NBC digital senior politics reporter Alex Seitz-Wald warned that Democrats face a "challenge" to get their base to attempt to go "back to normal" as blue states quickly drop COVID-19 restrictions.
Starting Friday, Washington no longer requires people to wear masks at "large outdoor events" of 500 or more people. However, masks are still necessary for public indoor settings until March 21.
Illinois will drop its mask mandate on Feb. 28.
Hawaii is the only state that hasn't announced plans to lift its indoor mask mandate.
However, as all of these Democratic-governed states ease COVID-19 restrictions, Democratic voters are overwhelmingly in favor of continuing mask mandates.
A Politico-Morning Consult poll released on Wednesday found that 65% of Democrats say it's "too early to rescind mask mandates." Meanwhile, only 20% of Republicans and 42% of independents say it is too early to get rid of the mask mandates.

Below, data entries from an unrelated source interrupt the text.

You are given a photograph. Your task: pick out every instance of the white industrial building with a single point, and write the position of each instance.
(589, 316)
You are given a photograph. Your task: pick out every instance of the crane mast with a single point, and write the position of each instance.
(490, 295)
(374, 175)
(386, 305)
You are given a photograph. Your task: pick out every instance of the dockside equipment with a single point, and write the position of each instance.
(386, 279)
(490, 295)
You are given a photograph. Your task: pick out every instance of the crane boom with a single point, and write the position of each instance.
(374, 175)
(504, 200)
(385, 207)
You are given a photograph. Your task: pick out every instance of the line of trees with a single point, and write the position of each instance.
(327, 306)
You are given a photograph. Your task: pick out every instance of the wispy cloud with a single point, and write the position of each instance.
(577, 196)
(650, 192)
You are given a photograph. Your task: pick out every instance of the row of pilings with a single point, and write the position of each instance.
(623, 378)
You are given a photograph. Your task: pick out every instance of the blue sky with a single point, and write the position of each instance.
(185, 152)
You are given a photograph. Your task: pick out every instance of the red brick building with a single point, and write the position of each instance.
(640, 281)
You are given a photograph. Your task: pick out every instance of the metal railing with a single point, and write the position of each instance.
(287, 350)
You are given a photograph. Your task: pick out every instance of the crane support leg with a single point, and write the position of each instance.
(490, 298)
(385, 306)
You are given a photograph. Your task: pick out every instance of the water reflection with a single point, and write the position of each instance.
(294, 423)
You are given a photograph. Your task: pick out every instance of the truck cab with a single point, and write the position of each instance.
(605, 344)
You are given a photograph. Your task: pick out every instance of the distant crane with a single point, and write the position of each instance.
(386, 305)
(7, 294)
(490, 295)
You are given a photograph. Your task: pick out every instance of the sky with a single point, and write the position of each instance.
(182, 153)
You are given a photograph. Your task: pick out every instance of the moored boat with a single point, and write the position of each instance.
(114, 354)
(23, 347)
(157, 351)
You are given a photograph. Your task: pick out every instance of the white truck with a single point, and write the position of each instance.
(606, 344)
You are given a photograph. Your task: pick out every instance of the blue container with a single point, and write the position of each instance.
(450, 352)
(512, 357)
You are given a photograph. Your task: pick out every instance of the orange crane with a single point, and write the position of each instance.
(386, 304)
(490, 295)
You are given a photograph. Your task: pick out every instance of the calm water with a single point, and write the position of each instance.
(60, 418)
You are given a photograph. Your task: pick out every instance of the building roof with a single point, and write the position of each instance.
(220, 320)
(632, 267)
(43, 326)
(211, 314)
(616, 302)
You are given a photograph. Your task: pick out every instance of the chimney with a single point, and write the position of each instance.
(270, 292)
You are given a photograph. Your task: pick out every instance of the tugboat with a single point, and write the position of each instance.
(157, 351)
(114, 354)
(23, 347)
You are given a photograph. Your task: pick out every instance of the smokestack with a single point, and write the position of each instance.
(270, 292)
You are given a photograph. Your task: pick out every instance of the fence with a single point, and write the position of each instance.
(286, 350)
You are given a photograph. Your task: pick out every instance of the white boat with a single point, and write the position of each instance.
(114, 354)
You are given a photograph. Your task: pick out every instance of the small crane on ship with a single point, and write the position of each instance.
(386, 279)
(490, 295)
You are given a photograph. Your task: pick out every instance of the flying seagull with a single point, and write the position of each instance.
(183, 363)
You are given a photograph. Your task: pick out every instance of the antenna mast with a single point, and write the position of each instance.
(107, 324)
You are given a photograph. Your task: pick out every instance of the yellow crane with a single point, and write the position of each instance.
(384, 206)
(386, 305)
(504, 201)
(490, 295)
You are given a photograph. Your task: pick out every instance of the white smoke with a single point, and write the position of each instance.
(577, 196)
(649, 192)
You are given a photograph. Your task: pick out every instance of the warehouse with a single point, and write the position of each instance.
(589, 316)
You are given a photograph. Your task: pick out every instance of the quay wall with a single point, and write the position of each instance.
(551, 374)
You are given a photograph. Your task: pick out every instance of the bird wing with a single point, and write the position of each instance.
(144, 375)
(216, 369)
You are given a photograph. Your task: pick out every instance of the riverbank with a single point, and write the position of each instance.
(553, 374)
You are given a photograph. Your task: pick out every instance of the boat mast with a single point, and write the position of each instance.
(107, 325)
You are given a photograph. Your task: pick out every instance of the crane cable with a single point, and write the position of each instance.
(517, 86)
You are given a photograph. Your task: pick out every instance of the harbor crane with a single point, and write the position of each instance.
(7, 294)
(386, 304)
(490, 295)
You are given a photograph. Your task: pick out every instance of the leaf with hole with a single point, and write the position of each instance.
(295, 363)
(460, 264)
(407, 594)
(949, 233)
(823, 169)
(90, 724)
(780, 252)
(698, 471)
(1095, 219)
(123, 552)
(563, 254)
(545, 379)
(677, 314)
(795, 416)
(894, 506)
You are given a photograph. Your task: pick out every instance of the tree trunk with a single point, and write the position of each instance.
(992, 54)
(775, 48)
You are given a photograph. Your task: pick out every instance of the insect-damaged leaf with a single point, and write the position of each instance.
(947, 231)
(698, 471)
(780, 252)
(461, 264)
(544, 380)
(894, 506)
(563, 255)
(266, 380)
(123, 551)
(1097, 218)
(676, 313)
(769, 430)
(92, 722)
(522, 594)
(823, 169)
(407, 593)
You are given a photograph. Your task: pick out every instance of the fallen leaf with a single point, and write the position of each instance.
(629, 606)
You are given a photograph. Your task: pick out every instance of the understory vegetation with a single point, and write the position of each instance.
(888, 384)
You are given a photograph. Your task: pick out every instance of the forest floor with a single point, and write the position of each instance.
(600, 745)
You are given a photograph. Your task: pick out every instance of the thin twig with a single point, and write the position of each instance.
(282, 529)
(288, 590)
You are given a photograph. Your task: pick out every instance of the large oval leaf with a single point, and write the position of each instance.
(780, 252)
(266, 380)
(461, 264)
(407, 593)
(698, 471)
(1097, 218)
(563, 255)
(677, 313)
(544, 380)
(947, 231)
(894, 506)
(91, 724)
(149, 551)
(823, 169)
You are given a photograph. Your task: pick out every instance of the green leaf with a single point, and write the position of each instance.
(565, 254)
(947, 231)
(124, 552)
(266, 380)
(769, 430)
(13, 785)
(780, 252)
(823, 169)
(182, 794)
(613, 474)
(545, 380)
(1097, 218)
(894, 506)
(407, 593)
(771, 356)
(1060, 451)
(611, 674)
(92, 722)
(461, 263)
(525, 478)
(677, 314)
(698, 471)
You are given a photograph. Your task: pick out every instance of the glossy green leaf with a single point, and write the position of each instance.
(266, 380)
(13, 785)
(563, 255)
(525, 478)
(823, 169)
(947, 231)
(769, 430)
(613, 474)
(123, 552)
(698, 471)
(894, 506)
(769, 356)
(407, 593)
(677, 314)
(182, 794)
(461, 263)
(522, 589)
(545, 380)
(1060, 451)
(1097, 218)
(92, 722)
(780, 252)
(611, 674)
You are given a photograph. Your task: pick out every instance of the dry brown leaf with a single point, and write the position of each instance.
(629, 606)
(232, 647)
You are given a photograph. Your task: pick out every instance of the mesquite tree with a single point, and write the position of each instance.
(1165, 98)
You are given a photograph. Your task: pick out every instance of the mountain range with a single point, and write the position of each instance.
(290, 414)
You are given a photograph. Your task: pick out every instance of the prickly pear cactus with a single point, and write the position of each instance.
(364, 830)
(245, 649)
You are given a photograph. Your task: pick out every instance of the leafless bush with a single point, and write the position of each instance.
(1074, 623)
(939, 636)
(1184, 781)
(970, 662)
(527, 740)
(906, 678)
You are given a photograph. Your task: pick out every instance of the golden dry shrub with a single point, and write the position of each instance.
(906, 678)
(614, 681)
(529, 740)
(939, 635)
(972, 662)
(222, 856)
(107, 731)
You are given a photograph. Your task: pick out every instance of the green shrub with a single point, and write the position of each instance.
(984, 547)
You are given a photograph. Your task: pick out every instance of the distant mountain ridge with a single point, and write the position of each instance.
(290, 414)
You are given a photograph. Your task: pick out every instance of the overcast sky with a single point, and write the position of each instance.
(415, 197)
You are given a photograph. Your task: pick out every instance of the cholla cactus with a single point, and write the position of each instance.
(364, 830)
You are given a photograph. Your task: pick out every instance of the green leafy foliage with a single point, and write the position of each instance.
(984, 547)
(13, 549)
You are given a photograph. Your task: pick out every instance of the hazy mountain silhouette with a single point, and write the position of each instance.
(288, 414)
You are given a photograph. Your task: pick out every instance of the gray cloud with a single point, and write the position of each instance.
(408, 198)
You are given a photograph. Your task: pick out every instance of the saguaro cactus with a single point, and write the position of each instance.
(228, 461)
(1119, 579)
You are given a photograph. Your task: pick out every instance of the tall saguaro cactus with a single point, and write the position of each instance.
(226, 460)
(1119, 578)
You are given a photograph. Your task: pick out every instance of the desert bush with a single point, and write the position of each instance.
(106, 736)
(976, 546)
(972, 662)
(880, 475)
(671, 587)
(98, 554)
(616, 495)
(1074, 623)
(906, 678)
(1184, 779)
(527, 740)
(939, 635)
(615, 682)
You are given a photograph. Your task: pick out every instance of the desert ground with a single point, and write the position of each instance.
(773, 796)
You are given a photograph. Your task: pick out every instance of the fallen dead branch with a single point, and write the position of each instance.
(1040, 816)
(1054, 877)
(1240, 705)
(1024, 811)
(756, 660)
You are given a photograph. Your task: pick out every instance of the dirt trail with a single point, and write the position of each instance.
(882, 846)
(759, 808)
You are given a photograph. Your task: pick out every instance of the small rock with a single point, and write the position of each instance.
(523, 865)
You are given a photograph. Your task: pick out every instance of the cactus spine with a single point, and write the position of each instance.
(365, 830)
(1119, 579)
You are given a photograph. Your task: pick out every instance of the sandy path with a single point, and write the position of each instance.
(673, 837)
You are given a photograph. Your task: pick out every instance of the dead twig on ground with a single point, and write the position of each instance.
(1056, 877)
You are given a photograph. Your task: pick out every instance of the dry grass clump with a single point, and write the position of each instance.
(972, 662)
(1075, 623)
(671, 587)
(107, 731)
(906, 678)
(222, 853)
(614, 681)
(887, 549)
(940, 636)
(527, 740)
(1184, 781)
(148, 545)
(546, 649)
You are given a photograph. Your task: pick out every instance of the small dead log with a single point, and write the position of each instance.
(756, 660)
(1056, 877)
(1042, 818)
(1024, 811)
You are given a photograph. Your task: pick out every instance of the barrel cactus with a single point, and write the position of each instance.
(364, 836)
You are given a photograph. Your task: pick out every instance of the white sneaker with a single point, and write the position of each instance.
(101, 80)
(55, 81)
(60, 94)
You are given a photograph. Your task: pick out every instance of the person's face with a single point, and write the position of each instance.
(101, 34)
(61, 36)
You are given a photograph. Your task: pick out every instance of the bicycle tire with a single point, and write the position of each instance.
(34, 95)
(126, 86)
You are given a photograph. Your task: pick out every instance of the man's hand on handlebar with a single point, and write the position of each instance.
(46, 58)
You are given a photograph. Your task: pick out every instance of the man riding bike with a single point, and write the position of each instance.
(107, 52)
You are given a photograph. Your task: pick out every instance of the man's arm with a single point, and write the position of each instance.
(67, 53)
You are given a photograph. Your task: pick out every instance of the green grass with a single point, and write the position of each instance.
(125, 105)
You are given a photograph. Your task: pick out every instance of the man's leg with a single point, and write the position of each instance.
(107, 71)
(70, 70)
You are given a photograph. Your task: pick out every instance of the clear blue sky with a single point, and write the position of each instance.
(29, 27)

Seitz-Wald notes that Democrats may have a hard time convincing liberals to attempt to return to their pre-pandemic lifestyles after being inundated with pandemic guidances for the past two years.
"I think these Democratic governors are basically playing to where they think the ball is going to be if not where it is now," Seitz-Wald said during an appearance on MSNBC. "They’re kind of trying to get ahead of the inevitable because the trend lines have that a growing number of Americans, including a lot of Democrats, are heading towards if not already at the point of saying 'You know what? We just have to get back to normal.'"
"And you see this kind of emerging message from some Democrats basically saying, 'Mission accomplished,' that, you know, the policies of the Biden White House, the Democratic Congress, Democratic governors, they worked, our sacrifices were worth it, we got vaccinated, it's now time to enjoy those benefits. But that message hasn’t really been that loud because, as you pointed out, the base is divided," Seitz-Ward continued. "A large number of Democrats are not there yet. So I think there is going to be a challenge for a lot of Democratic leaders to get their base comfortable with the idea of going back to normal."
"I mean, for the past two years, so much of the identity of what is meant to be a Democrat, to follow the science, was tied up in masking and following these rules and regulations," the NBC reported told anchor Hallie Jackson. "And if you didn’t do that, you were you know, a bad person, you were Ron DeSantis, you’re a denier. So, now these Democratic leaders need to get their base comfortable with unwinding all of that."
Complicating matters for Democratic leadership at the state and local levels is that federal officials are still recommending that Americans wear face masks indoors.
"We certainly understand the need and desire to be flexible and we want to ensure the public health guidance that we're providing meets the moment that we're in," Walensky said. She added that the falling COVID-19 cases and hospitalizations are "encouraging," but deaths and hospitalizations are still too high for the CDC to advise people not to wear masks.
Walensky stated on Wednesday, "We must consider hospital capacity as an additional important barometer. We want to give people a break from things like mask-wearing when these metrics are better, and then have the ability to reach for them again should things worsen."
White House chief medical adviser Dr. Anthony Fauci said Thursday, "It’s understandable why people want to take masks off the kids. But, right now, given the level of activity that we have, it is risky."
During an interview with Lester Holt last week, President Joe Biden was asked if he thought states and cities were "moving too quickly to loosen indoor mask mandates." Biden replied, "I committed that I would follow the science, the science as put forward by the CDC and the federal people. I think it's probably premature, but it's a tough call."
A Gallup poll taken in January found that the government and poor government leadership were the most important issues facing the country. The COVID-19 pandemic was the second-most important issue according to the survey.